On 17 September 2015 the Enterprise Bill (the Bill) was published with the aim of addressing some of the most significant issues facing businesses today. Late payment of insurance claims has been identified by HM Treasury as one of these, described in a Government press release as “a major problem”. The proposed solution is to amend the Insurance Act 2015 (due to come into force in August 2016) to oblige insurers to make prompt payments of claims or face paying damages to policyholders.
The Bill seeks to make it an implied term of every insurance contract that insurers will pay claims within a reasonable time. “Reasonable time” is not conclusively defined in the Bill; it is said to be dependent on circumstances and to include “a reasonable time to investigate and assess the claim”, taking into account factors such as the type of insurance, the size and complexity of the claim and factors outside the insurer’s control. The Bill makes clear that the implied term will give rise to a right to claim damages in addition to any right to enforce payment of the claim and any interest on the sum.
The Bill does propose to provide a defence in circumstances where payment is withheld pending resolution of a dispute with the policyholder, but it places the burden upon the insurer to show that there were reasonable grounds for disputing the claim. The draft wording also includes a clause which states that “the conduct of the insurer in handling the claim may be a relevant factor in deciding whether that term was breached and, if so, when.”
In line with many other provisions of the Insurance Act 2015, it is anticipated that insurers will be able to contract out of this new implied term when the policyholder is not a consumer (though not when there has been deliberate or reckless breaches of the implied term).

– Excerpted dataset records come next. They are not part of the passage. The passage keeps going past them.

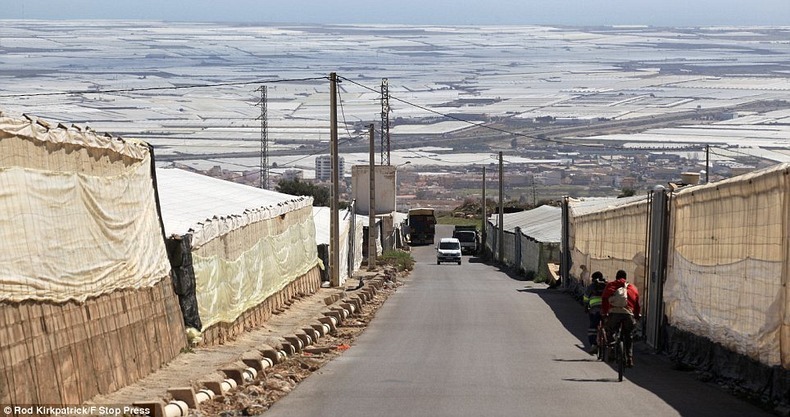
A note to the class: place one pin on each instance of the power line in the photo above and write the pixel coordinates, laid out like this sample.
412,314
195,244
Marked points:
172,87
480,125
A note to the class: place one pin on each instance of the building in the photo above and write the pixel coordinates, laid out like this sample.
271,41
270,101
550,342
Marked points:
293,174
323,167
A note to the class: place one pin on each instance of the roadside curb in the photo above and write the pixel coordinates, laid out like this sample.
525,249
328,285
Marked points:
252,364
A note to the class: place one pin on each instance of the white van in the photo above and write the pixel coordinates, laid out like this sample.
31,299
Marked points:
449,250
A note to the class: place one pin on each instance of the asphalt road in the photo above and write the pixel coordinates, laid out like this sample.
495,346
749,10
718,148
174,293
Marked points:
470,340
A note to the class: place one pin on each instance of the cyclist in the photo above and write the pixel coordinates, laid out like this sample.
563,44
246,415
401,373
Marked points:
592,306
620,306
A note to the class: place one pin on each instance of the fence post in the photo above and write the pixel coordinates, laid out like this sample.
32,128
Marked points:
657,258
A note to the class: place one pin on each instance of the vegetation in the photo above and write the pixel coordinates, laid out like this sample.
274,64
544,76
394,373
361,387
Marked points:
448,218
402,261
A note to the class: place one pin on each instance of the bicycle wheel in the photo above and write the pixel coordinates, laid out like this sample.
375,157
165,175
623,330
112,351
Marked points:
620,355
601,344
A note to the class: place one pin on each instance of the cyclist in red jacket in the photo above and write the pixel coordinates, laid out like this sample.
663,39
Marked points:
621,307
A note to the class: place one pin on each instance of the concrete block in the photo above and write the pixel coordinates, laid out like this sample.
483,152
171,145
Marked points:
271,354
329,322
288,348
319,329
306,340
185,394
234,374
313,333
295,342
155,408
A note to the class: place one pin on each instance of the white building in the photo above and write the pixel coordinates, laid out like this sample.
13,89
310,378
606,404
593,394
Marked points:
323,167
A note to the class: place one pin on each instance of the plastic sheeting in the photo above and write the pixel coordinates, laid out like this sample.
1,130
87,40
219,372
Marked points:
179,250
78,214
246,243
608,235
730,258
268,255
351,254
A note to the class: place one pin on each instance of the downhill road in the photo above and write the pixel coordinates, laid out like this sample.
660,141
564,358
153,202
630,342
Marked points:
470,340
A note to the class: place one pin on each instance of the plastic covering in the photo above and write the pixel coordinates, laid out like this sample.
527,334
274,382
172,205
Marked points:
727,276
78,214
608,235
179,250
246,243
263,258
350,250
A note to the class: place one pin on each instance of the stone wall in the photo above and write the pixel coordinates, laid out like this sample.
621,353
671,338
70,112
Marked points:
67,353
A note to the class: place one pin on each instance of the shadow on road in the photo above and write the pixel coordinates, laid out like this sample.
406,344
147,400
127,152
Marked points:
654,372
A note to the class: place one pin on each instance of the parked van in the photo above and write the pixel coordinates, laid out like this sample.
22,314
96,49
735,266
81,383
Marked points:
449,250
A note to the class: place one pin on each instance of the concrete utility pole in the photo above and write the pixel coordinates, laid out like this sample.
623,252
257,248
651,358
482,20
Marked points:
264,168
334,229
385,122
484,215
707,163
372,230
501,219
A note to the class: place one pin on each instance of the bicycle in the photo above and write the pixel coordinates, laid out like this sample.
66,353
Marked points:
617,348
601,341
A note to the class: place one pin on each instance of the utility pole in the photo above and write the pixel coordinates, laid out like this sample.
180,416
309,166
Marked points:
264,167
334,230
707,163
372,230
385,122
501,219
484,215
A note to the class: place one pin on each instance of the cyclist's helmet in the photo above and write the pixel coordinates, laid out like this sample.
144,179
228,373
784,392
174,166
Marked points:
597,276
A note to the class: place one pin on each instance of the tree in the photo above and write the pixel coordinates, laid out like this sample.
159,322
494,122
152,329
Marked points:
295,187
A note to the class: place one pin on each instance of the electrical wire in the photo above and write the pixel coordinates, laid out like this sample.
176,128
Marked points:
172,87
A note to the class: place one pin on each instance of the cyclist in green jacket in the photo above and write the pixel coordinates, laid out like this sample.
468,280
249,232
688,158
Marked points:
592,305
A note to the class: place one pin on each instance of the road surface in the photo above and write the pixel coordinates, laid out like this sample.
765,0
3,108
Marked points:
470,340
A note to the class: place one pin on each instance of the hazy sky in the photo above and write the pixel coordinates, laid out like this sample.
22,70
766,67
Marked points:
451,12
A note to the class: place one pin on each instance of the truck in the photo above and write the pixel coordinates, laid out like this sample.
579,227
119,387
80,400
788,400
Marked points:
422,226
470,240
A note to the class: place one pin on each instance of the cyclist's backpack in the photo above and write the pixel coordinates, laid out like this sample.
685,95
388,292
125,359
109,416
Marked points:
620,297
598,288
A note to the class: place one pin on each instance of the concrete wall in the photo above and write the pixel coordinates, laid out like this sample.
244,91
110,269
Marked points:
67,353
222,332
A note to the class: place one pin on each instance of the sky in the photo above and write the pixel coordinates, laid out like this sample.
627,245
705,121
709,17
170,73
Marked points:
417,12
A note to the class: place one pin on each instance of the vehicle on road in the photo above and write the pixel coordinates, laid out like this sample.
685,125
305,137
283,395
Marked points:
422,226
449,250
470,240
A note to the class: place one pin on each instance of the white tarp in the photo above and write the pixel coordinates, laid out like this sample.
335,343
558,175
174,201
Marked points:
350,250
78,214
247,243
727,275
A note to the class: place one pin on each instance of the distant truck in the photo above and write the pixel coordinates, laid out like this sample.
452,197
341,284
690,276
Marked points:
422,226
470,240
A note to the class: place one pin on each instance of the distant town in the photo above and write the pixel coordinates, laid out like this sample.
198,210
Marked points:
575,111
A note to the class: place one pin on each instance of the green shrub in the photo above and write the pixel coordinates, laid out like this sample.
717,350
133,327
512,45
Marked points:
402,261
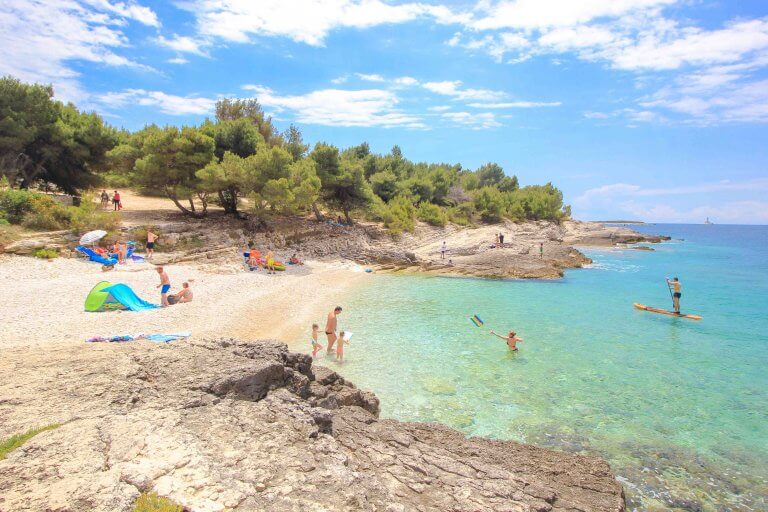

The Insurance Bill, which resulted in the Insurance Act, followed the special procedure for uncontroversial Law Commission Bills. By contrast the Enterprise Bill must go through the full process of parliamentary debate in both Houses, beginning with the first debate in the House of Lords on 12 October 2015. It remains to be seen whether these proposals will survive intact and, if so, how long they will take to become law.